BaseMax / GooglePlayWebServiceAPI

Tiny script to crawl information of a specific application in the Google play/store base on PHP.
MIT License
37 stars 9 forks source link

Playstore redesign #20

Closed IzzySoft closed 2 years ago

IzzySoft commented 2 years ago

The recent PlayStore redesign broke the parser nearly completely (apart from the app name, no fields had any data). I've fixed up most things with b837c529c10063a3efc8c32f338ace37bfcd89d3 (hopefully), but some things seem no longer available (e.g. the versionName of the last release, or the minimum Android version required).

@BaseMax would be great if you could check whether my changes work for you, and if you can find some of the missing details. I've left some comments in the code so you should be able to easily identify them.

Oh, and to make up a bit for lost details, I've added the video URL (what fastlane has as video.txt)…

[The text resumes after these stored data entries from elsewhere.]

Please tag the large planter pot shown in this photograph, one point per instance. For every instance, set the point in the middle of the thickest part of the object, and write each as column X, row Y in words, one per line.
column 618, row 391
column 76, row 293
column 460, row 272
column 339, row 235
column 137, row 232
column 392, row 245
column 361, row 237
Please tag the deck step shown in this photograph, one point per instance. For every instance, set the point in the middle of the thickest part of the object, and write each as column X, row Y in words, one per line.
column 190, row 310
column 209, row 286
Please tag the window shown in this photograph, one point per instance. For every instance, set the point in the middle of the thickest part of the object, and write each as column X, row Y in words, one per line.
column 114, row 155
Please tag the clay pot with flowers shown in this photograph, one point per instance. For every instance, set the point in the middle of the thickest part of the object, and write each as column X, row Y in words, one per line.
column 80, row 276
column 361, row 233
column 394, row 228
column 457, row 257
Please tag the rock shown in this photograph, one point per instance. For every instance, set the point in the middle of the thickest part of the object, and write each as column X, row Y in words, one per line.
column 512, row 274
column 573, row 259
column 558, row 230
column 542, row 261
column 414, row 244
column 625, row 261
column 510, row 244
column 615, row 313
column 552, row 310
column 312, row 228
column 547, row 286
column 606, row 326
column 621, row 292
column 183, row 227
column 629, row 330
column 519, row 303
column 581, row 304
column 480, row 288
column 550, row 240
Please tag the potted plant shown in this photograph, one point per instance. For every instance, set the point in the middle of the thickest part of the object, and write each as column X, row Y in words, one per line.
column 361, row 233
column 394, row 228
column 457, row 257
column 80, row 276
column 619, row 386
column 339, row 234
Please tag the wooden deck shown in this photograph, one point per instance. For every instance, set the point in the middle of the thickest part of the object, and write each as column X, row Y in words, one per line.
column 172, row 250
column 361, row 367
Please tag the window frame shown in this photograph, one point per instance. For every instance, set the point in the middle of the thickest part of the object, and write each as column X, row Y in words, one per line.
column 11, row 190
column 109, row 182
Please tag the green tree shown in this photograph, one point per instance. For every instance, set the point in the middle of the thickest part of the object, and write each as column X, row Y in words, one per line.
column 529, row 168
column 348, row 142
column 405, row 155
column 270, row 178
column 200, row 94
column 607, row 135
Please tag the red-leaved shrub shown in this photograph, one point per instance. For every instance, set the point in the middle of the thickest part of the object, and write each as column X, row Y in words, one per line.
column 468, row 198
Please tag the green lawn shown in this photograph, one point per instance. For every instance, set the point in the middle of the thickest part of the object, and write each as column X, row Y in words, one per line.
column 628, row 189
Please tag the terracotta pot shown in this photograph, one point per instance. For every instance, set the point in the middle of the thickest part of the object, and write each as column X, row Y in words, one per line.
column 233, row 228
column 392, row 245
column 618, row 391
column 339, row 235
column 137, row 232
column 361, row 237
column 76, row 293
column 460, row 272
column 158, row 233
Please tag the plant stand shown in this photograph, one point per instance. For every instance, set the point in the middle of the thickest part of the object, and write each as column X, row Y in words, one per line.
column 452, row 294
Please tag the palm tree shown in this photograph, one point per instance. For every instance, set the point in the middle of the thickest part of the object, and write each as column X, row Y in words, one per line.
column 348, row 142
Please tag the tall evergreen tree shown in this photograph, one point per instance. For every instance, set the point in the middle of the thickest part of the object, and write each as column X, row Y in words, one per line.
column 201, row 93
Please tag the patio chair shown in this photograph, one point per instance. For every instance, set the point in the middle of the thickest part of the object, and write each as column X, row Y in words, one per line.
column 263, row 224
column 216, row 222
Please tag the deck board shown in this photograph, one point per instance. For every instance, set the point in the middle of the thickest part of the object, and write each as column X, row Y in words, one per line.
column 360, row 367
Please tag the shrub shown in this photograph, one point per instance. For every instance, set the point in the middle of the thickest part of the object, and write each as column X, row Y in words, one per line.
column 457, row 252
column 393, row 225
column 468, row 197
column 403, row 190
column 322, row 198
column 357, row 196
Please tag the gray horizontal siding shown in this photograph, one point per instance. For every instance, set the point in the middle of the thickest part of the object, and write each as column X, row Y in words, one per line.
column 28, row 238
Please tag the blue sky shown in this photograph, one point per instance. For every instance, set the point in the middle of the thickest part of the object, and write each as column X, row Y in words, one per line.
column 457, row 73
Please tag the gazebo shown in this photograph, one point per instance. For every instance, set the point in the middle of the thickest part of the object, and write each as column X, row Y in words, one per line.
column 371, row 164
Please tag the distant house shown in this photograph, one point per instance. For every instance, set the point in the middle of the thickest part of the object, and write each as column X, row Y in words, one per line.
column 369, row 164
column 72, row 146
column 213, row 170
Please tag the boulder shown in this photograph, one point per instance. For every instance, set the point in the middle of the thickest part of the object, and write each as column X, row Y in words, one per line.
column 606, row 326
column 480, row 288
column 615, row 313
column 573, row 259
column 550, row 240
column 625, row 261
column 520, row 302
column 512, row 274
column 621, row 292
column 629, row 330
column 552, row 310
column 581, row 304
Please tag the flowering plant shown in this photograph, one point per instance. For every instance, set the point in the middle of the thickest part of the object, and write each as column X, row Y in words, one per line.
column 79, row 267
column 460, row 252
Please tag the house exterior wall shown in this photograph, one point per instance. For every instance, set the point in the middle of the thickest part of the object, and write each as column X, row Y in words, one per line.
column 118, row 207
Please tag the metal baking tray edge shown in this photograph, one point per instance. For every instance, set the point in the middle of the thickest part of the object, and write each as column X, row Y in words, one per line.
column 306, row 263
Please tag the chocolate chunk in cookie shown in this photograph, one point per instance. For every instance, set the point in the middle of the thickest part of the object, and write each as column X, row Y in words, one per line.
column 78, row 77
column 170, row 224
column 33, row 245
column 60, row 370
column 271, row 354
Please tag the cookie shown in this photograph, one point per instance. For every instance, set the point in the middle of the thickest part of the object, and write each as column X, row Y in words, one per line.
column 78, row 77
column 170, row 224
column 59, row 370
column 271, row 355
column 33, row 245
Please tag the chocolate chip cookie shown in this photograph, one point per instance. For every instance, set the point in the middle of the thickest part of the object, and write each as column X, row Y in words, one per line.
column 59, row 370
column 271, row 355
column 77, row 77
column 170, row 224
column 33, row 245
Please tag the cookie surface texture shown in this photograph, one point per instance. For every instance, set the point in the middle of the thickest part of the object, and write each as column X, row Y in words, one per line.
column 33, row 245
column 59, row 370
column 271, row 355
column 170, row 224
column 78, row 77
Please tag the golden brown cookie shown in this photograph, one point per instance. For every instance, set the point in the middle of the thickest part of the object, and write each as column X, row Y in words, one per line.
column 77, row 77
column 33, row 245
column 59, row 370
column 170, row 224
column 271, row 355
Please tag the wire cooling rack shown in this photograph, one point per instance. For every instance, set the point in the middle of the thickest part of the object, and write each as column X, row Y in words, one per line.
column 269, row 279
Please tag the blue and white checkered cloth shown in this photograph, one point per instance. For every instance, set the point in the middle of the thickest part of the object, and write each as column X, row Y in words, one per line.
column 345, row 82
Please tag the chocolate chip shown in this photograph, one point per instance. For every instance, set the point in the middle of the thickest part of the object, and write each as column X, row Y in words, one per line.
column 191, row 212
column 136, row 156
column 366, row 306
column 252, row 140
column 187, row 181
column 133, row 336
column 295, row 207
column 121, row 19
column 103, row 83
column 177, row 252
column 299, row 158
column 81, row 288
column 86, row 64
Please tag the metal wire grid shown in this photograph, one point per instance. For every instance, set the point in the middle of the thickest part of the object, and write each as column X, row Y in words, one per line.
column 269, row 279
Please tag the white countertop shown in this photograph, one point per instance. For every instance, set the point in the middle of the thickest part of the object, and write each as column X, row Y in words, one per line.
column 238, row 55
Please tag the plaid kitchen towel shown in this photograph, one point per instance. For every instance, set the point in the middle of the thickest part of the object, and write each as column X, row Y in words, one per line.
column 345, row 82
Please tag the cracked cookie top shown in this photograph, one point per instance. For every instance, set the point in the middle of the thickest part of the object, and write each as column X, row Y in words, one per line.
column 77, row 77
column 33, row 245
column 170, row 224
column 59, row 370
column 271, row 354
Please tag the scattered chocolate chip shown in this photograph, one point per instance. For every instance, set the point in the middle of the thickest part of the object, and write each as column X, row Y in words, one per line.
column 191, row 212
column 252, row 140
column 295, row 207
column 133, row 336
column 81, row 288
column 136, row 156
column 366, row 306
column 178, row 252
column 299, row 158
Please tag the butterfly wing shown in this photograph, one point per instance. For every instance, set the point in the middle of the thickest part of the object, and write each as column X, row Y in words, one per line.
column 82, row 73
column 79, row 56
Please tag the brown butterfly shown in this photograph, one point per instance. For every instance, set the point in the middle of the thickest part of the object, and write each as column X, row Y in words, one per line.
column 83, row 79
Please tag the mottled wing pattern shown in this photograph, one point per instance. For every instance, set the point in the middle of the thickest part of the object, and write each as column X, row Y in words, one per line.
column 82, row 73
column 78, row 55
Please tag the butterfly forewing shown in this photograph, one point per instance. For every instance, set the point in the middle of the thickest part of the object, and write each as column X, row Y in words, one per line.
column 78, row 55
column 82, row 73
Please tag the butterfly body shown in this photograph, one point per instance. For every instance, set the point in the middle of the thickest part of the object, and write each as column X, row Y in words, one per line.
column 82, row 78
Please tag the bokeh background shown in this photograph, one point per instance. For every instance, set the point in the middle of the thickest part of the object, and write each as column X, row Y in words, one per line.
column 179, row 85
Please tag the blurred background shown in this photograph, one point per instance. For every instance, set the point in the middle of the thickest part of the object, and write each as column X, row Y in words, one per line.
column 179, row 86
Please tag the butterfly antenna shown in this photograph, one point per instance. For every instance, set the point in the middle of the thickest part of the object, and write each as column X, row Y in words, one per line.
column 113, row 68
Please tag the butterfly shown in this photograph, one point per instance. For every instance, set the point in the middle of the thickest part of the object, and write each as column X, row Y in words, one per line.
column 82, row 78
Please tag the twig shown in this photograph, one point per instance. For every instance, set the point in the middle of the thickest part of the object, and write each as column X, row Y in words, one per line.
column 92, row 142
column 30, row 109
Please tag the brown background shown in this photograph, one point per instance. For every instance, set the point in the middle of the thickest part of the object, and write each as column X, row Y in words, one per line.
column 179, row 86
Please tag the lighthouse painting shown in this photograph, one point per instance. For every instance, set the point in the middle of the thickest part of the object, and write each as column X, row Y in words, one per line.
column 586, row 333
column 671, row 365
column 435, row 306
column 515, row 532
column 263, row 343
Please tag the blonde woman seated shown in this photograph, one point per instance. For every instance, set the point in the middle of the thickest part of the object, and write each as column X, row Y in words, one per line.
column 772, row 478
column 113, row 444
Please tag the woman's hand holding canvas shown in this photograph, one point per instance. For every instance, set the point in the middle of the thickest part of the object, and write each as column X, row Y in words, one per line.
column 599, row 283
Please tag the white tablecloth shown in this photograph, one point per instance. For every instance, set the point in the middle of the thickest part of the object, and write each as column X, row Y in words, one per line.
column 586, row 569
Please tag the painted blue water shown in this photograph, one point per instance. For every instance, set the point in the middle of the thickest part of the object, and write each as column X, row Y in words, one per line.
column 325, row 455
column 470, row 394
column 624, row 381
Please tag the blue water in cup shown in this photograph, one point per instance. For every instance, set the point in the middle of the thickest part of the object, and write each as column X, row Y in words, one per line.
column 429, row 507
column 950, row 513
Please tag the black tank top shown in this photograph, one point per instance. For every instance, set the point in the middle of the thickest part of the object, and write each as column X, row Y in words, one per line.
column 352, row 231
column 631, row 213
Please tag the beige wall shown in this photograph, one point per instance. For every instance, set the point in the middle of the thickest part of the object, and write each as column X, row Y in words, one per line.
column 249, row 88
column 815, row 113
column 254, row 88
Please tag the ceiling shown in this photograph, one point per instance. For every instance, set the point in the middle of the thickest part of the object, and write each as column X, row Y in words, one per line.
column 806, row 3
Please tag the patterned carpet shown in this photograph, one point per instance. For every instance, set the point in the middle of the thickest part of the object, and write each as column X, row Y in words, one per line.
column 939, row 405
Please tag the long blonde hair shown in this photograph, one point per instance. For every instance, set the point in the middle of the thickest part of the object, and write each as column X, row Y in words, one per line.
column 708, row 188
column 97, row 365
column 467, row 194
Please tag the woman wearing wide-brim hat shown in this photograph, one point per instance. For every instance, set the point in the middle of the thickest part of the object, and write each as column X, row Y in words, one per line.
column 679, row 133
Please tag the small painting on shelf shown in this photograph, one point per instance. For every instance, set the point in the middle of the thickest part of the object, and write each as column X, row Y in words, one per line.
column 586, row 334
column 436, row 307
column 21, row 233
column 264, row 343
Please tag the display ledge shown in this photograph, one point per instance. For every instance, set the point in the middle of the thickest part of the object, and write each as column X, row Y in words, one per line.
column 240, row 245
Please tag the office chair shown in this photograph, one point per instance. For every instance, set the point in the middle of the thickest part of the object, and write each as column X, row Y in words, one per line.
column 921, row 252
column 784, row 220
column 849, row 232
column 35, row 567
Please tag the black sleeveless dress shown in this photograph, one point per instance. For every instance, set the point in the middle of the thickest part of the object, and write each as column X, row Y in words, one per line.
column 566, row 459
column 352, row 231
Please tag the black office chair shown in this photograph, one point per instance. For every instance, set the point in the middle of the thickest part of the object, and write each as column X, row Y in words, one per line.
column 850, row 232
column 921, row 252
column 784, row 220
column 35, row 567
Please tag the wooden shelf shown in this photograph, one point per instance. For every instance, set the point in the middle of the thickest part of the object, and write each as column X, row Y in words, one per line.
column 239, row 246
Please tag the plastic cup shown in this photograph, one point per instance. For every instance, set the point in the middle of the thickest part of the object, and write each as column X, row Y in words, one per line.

spiritwebdev commented 2 years ago

Yeah, version didn't work and developer name too.

UPD: whats new - not parsing too

BaseMax commented 2 years ago

Thank you @IzzySoft, Your job is good always. You are always at the forefront of this.

@spiritwebdev Thanks for testing.

IzzySoft commented 2 years ago

Yes, thanks for testing! And apologies for my pushing to main directly, but the last version wasn't working at all anymore so I thought it's an improvement anyway, imperfect as it might be :rofl: Seems I was right with that, good.

OK, so things still not (yet/anymore/ever) working are

What I did not find yet I might once more check protobuf for – though as the new page design does not show those details either, I have my doubts to find them. Things I did not yet check:

Looks like we should think about some "unit testing" – say having a list of package names where we know what is returned, run against them, and compare the results. Might save us some headache.

You are always at the forefront of this.

This library is extensively used here, so I just notice quite early when things got broken. One day might be a fluke, but a couple of are a problem. The main standing problem for me currently is the missing versionName, as that's used as conditional in some places (e.g. to decide whether Exodus returned results for the very same version, IIRC).

If I find more, I'll push again. If one of you finds more, please yell (to avoid merge conflicts :wink:) If you think I should rather try filling remaining gaps in a dedicated branch, just say so @BaseMax.

IzzySoft commented 2 years ago

@spiritwebdev nice try. OK, now there is a whatsnew (as soon as I've pushed my changes). We never had it before. Sneaky :rofl:

IzzySoft commented 2 years ago

Next fixes pushed: ads & iap were broken as well, as a test showed; price should still work. Hopefully fixed now (more tests welcome). As suggested by @spiritwebdev "whatsnew" was added.

Just listing that as we might need to update documentation afterwards.

So far for the good news. Next the bad ones: I couldn't find the other 3 details (version, minSDK, APK size) anywhere in the HTML or the protobuf. If someone has an idea (or found what I missed), please report it here.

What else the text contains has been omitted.